A three-year research initiative aims to develop oyster broodstock capable of survival in low-salinity environments.

US university leading $14 million effort to produce more resilient oyster broodstock
May 11, 2022

The University of Louisiana at Lafayette is steering a $14 million, three-year research initiative to develop oyster broodstock capable of survival in low-salinity environments. Leveraging Opportunities and Strategic Partnerships to Advance Tolerant Oysters for Restoration (LO-SPAT), is designed to help sustain populations of shellfish and support the seafood industry. The Louisiana Department of Wildlife and Fisheries is funding the project. Beth Stauffer, an associate professor in UL Lafayette’s Department of Biology, is LO-SPAT’s principal investigator. Stauffer, a phytoplankton ecologist, and other UL Lafayette researchers are collaborating with scientists from the LSU AgCenter and the University of Maryland Center for Environmental Science Horn Point Laboratory. Spat-Tech, a Mississippi-based oyster aquaculture company, is the private sector partner.

“The objective is to examine low-salinity tolerant populations of oysters. We’re researching how low salinity – and other environmental stressors – factor in, and identifying heritable traits that make some oysters hardier than others,” Stauffer said.

The LO-SPAT team is pooling its expertise in coastal and restoration ecology, environmental monitoring, organismal and molecular biology, economics, and aquaculture and oyster husbandry. Researchers are collectively examining the entire oyster life cycle, from larvae and broodstock to juveniles that can be deployed in nurseries and, ultimately, at restored reef sites.

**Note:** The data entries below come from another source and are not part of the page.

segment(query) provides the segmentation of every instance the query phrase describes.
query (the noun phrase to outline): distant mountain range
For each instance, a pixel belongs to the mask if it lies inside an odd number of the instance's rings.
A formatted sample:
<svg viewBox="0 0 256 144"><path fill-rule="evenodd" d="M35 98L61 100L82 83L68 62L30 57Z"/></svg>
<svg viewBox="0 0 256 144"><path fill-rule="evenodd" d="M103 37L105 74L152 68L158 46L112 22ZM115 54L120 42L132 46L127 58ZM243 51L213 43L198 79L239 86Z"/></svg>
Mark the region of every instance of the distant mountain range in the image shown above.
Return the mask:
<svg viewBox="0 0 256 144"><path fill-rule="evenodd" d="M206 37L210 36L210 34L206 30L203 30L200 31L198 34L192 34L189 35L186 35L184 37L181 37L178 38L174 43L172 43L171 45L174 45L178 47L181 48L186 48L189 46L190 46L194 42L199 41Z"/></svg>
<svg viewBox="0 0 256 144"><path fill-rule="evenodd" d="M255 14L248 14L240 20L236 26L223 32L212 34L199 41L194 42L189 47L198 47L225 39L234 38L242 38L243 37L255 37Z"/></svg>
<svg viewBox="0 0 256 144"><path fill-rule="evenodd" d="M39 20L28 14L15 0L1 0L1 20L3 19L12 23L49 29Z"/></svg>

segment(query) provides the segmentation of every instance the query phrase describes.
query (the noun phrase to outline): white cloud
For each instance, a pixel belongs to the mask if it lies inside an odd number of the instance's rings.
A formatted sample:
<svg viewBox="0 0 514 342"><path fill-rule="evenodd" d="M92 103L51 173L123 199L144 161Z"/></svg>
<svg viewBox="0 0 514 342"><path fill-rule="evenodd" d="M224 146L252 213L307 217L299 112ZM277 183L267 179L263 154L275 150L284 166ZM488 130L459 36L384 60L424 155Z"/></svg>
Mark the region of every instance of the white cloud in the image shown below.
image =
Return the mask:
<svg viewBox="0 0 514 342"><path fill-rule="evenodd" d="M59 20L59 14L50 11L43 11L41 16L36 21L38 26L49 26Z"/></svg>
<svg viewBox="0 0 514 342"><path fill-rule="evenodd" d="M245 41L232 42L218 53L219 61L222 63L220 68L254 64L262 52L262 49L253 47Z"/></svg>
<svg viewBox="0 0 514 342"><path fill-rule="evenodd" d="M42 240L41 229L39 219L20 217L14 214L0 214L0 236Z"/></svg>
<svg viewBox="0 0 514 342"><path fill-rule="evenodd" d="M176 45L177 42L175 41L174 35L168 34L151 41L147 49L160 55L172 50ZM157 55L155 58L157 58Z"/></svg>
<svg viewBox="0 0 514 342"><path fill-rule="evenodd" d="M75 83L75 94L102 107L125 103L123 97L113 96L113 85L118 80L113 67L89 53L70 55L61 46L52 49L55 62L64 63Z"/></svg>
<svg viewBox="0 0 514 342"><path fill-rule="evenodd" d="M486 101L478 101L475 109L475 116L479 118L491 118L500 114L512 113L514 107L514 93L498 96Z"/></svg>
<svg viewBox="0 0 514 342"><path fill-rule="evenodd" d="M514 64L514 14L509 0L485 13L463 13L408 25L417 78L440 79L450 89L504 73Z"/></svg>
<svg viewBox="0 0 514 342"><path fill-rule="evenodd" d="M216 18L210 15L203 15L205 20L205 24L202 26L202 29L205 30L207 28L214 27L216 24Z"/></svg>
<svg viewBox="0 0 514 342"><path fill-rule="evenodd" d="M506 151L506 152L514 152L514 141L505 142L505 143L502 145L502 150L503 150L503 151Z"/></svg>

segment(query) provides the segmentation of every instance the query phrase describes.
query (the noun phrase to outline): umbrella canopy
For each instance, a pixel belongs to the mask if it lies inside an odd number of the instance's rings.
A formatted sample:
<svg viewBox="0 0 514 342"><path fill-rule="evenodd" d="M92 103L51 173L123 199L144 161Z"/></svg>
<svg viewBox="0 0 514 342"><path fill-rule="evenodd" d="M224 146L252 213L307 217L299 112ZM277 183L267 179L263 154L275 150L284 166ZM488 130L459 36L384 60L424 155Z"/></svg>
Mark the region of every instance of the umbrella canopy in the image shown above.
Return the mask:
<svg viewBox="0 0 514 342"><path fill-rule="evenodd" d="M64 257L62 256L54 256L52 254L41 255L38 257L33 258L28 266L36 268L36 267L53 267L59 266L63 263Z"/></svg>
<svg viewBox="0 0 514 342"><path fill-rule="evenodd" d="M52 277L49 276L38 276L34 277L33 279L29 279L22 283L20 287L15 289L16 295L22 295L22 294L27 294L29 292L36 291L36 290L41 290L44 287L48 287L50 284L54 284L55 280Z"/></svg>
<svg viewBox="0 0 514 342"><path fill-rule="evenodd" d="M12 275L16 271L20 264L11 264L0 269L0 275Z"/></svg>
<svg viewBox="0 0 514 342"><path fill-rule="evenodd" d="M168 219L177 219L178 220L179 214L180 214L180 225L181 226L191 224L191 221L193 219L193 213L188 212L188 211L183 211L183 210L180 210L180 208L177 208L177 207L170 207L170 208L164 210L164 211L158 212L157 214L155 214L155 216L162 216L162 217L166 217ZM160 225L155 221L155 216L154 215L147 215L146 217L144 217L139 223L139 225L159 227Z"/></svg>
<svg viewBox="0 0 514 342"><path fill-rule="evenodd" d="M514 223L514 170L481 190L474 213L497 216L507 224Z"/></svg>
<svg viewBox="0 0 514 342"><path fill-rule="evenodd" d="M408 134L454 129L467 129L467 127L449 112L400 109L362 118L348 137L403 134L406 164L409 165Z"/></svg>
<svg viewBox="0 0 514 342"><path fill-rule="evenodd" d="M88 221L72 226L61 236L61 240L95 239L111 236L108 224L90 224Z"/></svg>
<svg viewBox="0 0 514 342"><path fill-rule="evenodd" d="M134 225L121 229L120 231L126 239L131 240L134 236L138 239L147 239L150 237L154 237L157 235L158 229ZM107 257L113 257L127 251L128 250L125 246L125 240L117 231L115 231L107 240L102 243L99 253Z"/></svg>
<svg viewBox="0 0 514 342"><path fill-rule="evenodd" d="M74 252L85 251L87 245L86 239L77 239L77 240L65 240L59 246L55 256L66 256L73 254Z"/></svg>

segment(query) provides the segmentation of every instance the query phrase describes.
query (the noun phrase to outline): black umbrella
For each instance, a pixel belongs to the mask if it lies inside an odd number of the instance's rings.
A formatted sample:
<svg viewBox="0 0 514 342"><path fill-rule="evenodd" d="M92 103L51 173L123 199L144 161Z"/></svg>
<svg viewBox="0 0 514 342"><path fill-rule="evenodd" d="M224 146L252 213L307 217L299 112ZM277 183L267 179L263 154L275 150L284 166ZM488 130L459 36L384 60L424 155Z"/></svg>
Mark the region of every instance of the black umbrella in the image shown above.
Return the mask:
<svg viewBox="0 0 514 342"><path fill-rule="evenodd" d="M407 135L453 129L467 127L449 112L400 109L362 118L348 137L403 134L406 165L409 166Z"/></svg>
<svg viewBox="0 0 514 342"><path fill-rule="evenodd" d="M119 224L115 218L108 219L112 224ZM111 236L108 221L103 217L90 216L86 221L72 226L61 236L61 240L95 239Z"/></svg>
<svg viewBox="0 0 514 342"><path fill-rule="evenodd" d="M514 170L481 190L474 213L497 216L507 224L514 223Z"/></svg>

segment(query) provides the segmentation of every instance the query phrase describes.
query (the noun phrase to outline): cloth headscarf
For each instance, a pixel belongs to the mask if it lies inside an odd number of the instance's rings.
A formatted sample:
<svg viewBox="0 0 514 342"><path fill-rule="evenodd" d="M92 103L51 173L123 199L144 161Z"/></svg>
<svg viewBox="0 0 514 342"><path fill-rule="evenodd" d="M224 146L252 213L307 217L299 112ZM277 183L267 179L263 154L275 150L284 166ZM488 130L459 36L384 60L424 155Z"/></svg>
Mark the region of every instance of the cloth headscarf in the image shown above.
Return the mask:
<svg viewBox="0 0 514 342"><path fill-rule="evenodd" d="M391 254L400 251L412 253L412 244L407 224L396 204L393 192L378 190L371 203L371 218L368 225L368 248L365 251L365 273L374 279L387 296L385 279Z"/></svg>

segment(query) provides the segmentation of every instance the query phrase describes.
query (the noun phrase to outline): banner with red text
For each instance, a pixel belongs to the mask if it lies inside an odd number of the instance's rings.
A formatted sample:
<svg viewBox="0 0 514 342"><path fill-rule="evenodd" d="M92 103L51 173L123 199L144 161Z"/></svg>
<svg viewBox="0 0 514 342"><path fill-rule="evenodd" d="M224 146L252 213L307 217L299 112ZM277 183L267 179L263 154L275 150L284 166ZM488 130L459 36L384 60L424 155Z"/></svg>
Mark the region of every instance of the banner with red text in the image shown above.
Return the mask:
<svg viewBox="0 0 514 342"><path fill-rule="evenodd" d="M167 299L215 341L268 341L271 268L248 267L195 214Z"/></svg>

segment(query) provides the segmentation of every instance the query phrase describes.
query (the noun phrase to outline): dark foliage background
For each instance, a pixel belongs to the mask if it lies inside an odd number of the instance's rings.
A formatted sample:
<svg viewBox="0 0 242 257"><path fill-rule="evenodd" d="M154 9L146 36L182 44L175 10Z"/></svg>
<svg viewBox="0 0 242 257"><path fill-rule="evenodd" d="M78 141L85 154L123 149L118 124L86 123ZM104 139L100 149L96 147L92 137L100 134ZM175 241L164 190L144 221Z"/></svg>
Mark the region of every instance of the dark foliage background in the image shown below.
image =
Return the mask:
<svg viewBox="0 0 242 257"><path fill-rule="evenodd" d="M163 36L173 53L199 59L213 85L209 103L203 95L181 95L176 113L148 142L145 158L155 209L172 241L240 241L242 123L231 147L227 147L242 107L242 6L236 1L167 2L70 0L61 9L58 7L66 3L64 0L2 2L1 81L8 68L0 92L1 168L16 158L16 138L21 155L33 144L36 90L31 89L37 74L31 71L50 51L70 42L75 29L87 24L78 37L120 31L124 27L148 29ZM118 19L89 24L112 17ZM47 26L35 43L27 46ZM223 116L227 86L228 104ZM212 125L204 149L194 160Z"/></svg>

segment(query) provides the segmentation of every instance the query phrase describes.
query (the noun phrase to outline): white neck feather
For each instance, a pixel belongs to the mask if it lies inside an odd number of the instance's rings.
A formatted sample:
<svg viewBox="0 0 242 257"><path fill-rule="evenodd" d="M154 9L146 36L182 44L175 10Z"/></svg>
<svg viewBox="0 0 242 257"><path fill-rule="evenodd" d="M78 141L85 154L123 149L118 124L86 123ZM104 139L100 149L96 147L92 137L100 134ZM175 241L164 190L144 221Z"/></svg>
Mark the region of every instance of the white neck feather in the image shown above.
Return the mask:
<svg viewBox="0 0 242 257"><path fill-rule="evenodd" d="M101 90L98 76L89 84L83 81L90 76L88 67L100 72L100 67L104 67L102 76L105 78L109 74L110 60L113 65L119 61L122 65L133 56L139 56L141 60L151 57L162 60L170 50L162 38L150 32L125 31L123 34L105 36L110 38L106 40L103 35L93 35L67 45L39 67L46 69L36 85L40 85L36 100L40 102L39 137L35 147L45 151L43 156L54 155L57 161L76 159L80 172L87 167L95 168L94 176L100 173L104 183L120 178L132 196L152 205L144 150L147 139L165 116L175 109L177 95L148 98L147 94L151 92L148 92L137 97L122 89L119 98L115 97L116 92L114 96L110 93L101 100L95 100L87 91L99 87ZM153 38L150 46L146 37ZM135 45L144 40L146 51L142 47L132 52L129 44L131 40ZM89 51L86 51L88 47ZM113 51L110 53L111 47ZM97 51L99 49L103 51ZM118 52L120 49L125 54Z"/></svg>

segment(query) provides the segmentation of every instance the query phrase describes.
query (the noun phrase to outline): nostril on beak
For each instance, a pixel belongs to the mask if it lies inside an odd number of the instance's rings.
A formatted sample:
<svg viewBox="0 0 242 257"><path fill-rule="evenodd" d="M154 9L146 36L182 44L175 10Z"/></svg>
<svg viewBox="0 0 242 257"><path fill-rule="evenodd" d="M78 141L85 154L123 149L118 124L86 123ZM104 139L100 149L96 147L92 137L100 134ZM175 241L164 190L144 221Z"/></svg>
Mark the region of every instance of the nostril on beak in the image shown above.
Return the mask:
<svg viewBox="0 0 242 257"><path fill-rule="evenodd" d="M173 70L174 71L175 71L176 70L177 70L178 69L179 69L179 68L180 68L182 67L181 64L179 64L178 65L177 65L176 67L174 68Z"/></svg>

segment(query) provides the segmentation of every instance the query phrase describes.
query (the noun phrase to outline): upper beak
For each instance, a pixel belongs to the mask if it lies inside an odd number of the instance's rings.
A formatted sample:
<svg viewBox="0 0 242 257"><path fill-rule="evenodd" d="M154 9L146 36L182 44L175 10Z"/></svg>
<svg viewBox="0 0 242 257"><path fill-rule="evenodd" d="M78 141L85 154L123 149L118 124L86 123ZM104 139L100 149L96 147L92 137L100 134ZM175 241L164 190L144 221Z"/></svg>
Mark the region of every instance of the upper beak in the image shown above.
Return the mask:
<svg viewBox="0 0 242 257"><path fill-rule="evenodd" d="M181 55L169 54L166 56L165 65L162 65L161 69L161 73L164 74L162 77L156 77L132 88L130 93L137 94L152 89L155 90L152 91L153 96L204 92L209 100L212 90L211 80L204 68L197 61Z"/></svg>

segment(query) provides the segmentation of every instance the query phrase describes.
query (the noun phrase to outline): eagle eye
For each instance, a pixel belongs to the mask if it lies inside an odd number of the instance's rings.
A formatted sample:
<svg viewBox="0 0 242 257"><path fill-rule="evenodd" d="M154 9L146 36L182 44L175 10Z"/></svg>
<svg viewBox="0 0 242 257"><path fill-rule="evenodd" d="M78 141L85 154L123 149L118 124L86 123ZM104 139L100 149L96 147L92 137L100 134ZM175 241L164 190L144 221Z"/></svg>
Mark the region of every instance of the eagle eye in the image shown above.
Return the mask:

Creating sustainable breeding operations starts with collecting wild oysters, then introducing them to stressors. The next step is using modern molecular tools to determine which oysters prove capable of growing in unfavorable conditions. “Those oysters are then bred over multiple generations through a process known as selective breeding, which allows producers to build a better oyster using their natural genetic diversity,” Stauffer explained.

Louisiana is one of the nation’s major oyster-producing states. Declining production, however, has created ecological and economic consequences. Increases in rainfall and flooding in Louisiana and along the Gulf Coast in recent years have introduced high amounts of freshwater into oyster habitats and reefs. That’s problematic since shellfish need at least some salt to live and more to grow and reproduce.